Pakistan To Build 300 MW Solar Power Plant In Gwadar Instead Of Coal Based Plant

Highlights :

  • The imported coal based power facility was planned under the China Pakistan Economic Corridor (CPEC) in 2016. But the project never took off.
  • The new solar power plant will be built by China.
Pakistan To Build 300 MW Solar Power Plant In Gwadar Instead Of Coal Based Plant

The economic downturn and balance of payment crisis can have a noble effect. In Pakistan, the Power Division now wants to abandon the planned 300 MW coal power plant at port city of Gwadar and instead build a solar power plant of the same capacity in order to relieve itself from importing more coal.

 

The imported coal based power facility was planned under the China Pakistan Economic Corridor (CPEC) in 2016. But the project never took off.

According to reports, Pakistan is looking to take up the issue at various CPEC forums with China. Previously, the Power Division Minister of Pakistan Khurram Dastgir Khan had held in the past that the government wanted to replace the Chinese power plant at Gwadar with a solar one of the same capacity. The new solar power plant will be built by China.

The minister expressed the intention of the government to ban new power plants that were to be run on imported fuel. Pakistan wants to have new generation capacity that can employ the locally produced fuels; the new plant will now run on Thar coal, hydel, wind and solar.
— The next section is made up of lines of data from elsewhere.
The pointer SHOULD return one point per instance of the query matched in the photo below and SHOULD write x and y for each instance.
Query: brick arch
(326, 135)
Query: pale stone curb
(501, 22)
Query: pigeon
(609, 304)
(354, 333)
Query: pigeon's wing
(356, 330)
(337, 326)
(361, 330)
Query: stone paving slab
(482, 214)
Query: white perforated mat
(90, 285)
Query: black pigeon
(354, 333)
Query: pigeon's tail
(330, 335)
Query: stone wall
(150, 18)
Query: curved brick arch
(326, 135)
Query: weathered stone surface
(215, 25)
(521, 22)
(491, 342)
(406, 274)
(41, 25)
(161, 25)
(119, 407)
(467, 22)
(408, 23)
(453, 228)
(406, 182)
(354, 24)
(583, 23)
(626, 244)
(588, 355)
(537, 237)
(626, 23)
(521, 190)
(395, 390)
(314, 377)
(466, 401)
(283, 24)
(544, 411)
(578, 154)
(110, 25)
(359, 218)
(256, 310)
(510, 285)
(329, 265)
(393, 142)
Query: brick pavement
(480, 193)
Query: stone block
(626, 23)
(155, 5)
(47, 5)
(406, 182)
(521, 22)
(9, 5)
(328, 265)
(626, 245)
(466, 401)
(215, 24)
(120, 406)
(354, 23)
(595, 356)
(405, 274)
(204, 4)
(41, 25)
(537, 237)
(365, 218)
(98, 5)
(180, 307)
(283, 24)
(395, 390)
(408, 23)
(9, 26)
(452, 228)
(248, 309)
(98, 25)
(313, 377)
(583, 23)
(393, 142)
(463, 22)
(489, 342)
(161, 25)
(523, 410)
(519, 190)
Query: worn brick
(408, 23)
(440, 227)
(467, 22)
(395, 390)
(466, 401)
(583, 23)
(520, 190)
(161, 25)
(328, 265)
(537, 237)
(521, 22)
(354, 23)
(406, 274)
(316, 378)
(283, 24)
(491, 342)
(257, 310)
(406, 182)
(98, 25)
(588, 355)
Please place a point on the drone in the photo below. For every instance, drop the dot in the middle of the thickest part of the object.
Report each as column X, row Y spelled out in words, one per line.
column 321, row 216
Nuclear power plants will continue to be developed.

Khurram Dastgir Khan had also informed that the existing imported coal-based power plants would now employ local coal. They make a total of 3,960 MW and these include the plants in Port Qasim, Sahiwal and China Hub. Each of the three has a capacity of 1,320 MW of electricity.

The Import Bill of the Islamic country has already touched a massive $20 billion in the first 11 months of the last financial year that too when the rupee has taken an unimaginable plunge against the dollar which adds to the woes. Pakistan has signed agreements with Iran under which it presently imports upto 70 MW of electricity from Iran and may import 100 MW more by the end of 2022 or the beginning of 2023.

The renewable energy development in Pakistan has been on the backseat for long. Until September, 2021, Pakistan has added just 1,700 MW of solar and wind energy. It has a national target of 12,900 MW of solar and wind energy by the end of this decade. This implies, Pakistan has now to add 11,200 MW in the coming eight years. However, this is even as the country has failed to add any utility scale solar pipeline in the past three years.